WASHINGTON — House lawmakers are looking to dramatically increase the number of veterans who can seek medical care outside the Veterans Affairs system, but department officials want them to go even further.
They’re arguing in favor of an even more radical shift in traditional veterans’ medical care, opening community care options to nearly any veteran and allowing free walk-in care at local doctor’s offices for routine appointments.
“We don’t believe there should be strict mileage criteria or wait time criteria,” Secretary of Veterans Affairs David Shulkin told members of the House Veterans’ Affairs Committee on Tuesday. “These are going to be individual clinical decisions based on feasibility and access.”
Shulkin’s plan — the new Coordinated Access & Rewarding Experiences (CARE) Act — has already received criticism from federal unions for shifting too many department responsibilities and funds to private-sector practices. Last week, those critics labeled the plan a full “voucherizing” of veterans’ care.
Shulkin, himself a practicing physician along with his Cabinet role, has repeatedly insisted the sweeping overhaul does not amount to diminishing or privatizing VA health care but instead, simplifying and modernizing the overburdened system.
“Having a veteran drive 100 miles for a blood test or flu shot doesn’t make sense,” he said Tuesday. “We’re trying to model VA after how medicine is practiced across America today.”

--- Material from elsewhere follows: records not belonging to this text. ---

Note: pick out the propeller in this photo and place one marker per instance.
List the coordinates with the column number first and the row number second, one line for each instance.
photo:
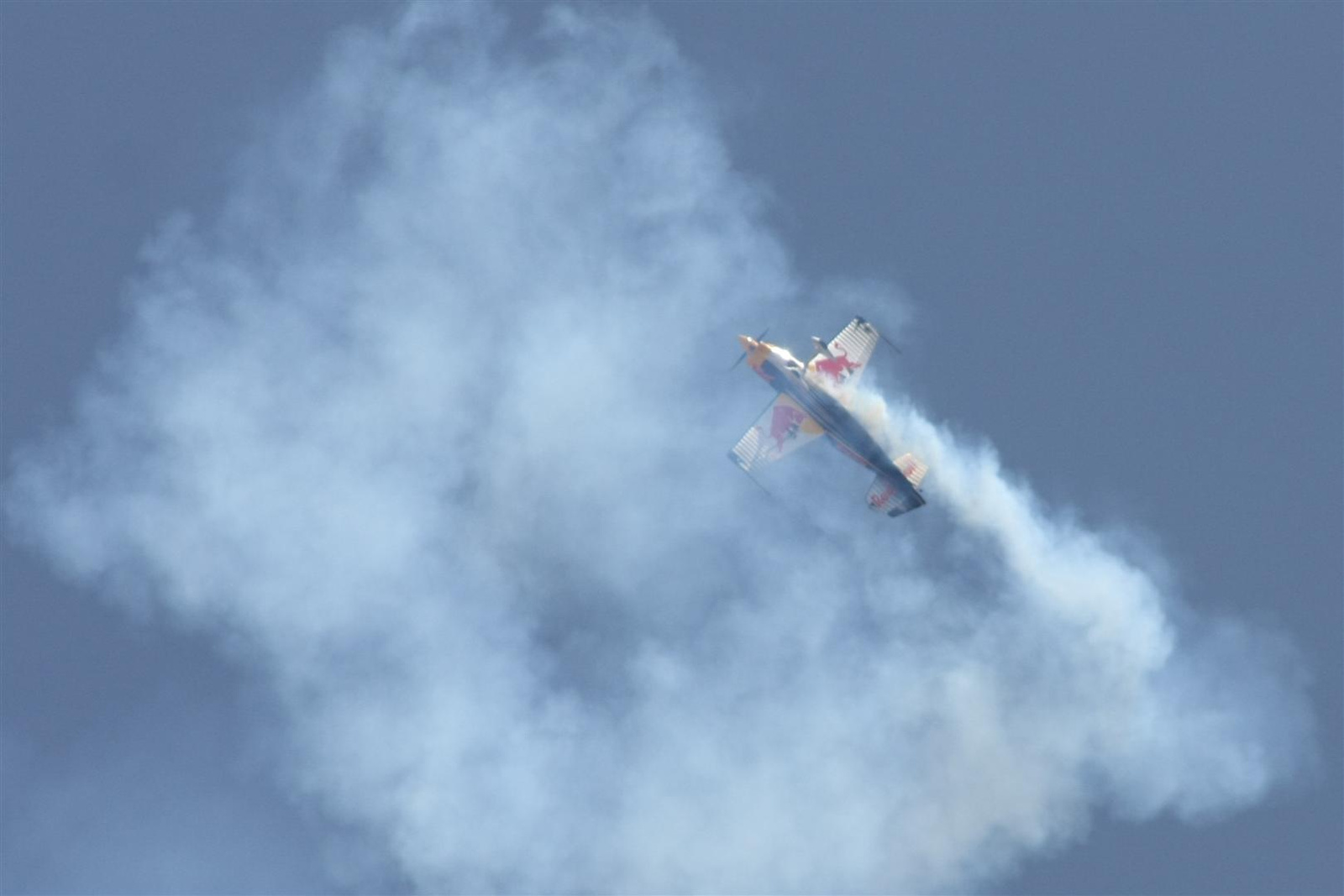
column 743, row 354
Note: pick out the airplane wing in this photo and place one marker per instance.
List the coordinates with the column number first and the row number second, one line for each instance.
column 780, row 430
column 850, row 354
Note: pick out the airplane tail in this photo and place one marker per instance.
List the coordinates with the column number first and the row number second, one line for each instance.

It’s also in keeping with U.S. President Donald Trump’s repeated promises to free up veterans to see doctors in their neighborhoods instead of requiring them to get their free health care directly from VA clinics and hospitals.
The CARE plan and a similar slate of VA health care reforms unveiled by the committee on Tuesday would consolidate a host of community care initiatives into a single, more flexible program with a single funding source.
That has been a goal in recent years of both Republicans and Democrats, who say current systems are too complicated for patients, doctors and bill collectors. Veterans groups have endorsed the idea.
Both plans would also abandon the current eligibility rule allowing only veterans facing a 30-day wait or 40-mile distance to the nearest VA facility to access the Choice program, letting them seek private-sector care at government expense.
But the House plan, offered by committee Chairman Rep. Phil Roe, R-Tenn., would leave VA physicians with “the right of first refusal” of patients and allow them to seek outside care only if a primary care provider or specific medical services aren’t available within the VA system.
“It should go without saying that VA cannot be everywhere, providing everything to every veteran,” he said at the hearing. “Expecting VA to perform like that sets VA up to fail.”
“That is why my draft bill preserves VA’s role as the central coordinator of care for enrolled veteran patients,” he said. “But when VA can’t do that, my bill would ensure that veterans aren’t left out to dry.”
Shulkin said he supports much of the House plan but indicated it still may fall short of the goal of a meeting patients’ “clinical needs.” He pushed for even more flexible rules with a goal of having veterans work with their VA doctors to set up a care plan that may be almost entirely outside the current department network.
About one-third of VA medical appointments each year are conducted by physicians outside the department.
Veterans groups have expressed concerns about a massive expansion of that number, arguing it could undermine the integrity of the department and harm veterans’ health care by sending them to doctors unfamiliar with issues like post-traumatic stress disorder and traumatic brain injury.
Officials from Iraq and Afghanistan Veterans of America questioned whether VA medical records are modern enough to allow seamless sharing with private-sector offices. AMVETS officials said sending more veterans into the community to find medical appointments won’t solve VA’s own physician recruitment and retention problems.
Several groups also objected strongly to the potential cost. Earlier this year, a coalition of veterans groups forced lawmakers to add nearly $2 billion in funding to existing VA programs to offset a new $2.1 billion extension of the Choice program.
The CARE proposal includes a round-down of cost-of-living disability pay increases to help pay for the costs of the expanded program. Officials from the Veterans of Foreign Wars said they continue to “strongly oppose” that plan and a proposal to cap some education benefits to provide other savings.
Officials did not provide specifics on the costs of either the House or VA plans, saying the details are still being worked out. Shulkin said he suspects an overhaul of VA community care will save “billions” over the next decade, with thousands of employees potentially cut as the administrative burden of the programs are simplified.
Critics have called that unrealistic and said that promises of cheaper care from private-sector offices are misleading.
Committee ranking member Tim Walz, D-Minn., said those cost details will determine whether his caucus will be able to support the plan.
“While I am pleased at how close we are to settling on the policy underlying a Choice replacement program, I am concerned with how it will be funded,” he said. “I continue to believe that veterans do not benefit when we scrape the barrel for money by skimming from some veterans’ benefits or health care programs to pay for others.”
Shulkin has said that lawmakers need to make a decision on potential reforms before the end of the year, when money funding the current Choice program is scheduled to run out. Without a replacement plan, medical care for tens of thousands of veterans could be disrupted in the new year.